As per TheStreet.com, Falcon Lair can be yours if you’re willing and able to shell out $7.95 million.
The Blood and Sand, The Four Horsemen of the Apocalypse, and The Sheik star bought the house for $175,000 (adjusting for inflation, approximately $2 million) in 1925. Falcon Lair’s other famous owner, billionairess Doris Duke, bought it in 1952; following several surgeries and a debilitating stroke in the early 1990s, she spent her final months in seclusion at the house. The Duke estate sold the five-acre property in 1998.
Nicholas Yulico’s TheStreet article explains that “the current owner says he has spent millions transforming the house …. Renovations are still under way. From the outside, the house will look roughly the same as when Valentino had it built in the 1920s, highlighted by its Mediterranean stucco and red tile roof. But the interior is undergoing significant updating.”
Would-be castle & palace
Named after Valentino’s never-completed star vehicle The Hooded Falcon, Falcon Lair was to have been, in the words of Valentino website owner Donna Hill, his “retreat from public life, his castle and the palace to share with his lady love, Natacha Rambova.” As it turned out, Rambova never lived in the house, having filed for divorce shortly after its acquisition.
Falcon Lair bulldozed
Update: Falcon Lair was bulldozed in 2006. One more piece of Los Angeles history literally gone to dust. According to Donna Hill, “only the outer gates/fence structure and garage area remain extant and recognizable from Valentino’s time.”
Baby Peggy talks!
In other early 21st-century silent era news, Baby Peggy talks!
“It happened quite by accident when my mother took me to Universal Studios to watch a film being made. A film director saw me as he walked past. He needed a very small person to star with Brownie the Wonder Dog,” recalls Diana Serra Cary, known as Baby Peggy in the 1920s, in an interview with Geoffrey Macnab for The Independent.
Now, claims of million-dollar contracts don’t sound right – even if we’re talking about inflation-adjusted figures.
Although undeniably popular in about 40 comedy shorts of the early 1920s, the San Diego-born Baby Peggy (Oct. 9, 1918) was never a top box office draw like her contemporary Jackie Coogan or, in the 1930s, Shirley Temple. Moreover, with a few exceptions like actors-producers Mary Pickford and Charles Chaplin, even the major stars of that era were extremely lucky if they found themselves earning more than $50,000 or so (or about $600,000 in current dollars) per film.

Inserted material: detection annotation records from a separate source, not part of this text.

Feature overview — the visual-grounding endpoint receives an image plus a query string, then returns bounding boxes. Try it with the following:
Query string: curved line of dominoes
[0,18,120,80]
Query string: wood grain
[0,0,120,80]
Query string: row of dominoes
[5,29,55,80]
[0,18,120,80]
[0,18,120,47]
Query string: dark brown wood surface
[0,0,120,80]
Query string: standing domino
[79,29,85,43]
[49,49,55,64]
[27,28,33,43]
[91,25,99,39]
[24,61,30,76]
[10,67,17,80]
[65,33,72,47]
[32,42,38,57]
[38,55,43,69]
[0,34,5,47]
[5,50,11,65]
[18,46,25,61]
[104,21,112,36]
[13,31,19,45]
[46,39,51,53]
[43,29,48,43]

After all, most mid-level movies in those days were shot in about four weeks, as studios cranked out several star vehicles per star, per year. For instance, Famous Players-Lasky/Paramount superstar Gloria Swanson had five films released in 1922, three in 1923, and no less than six in 1924.
In addition to her comedy shorts, Baby Peggy was seen in a handful of features in the mid-1920s (Helen’s Babies, Captain January) until her movie career came to an abrupt halt at the age of 6 in 1924. Future appearances would be restricted to minor roles and minor fare.
More recently, as Diana Serra Cary, she has authored several books. Titles include Hollywood’s Children: An Inside Account of the Child Star Era, The Hollywood Posse: The Story of a Gallant Band of Horsemen Who Made Movie History, and What Ever Happened to Baby Peggy: The Autobiography of Hollywood’s Pioneer Child Star.
“Falcon Lair: Rudolph Valentino House for Sale + Baby Peggy Talks! Silent Era Child Actress Reminisces” last updated in August 2018.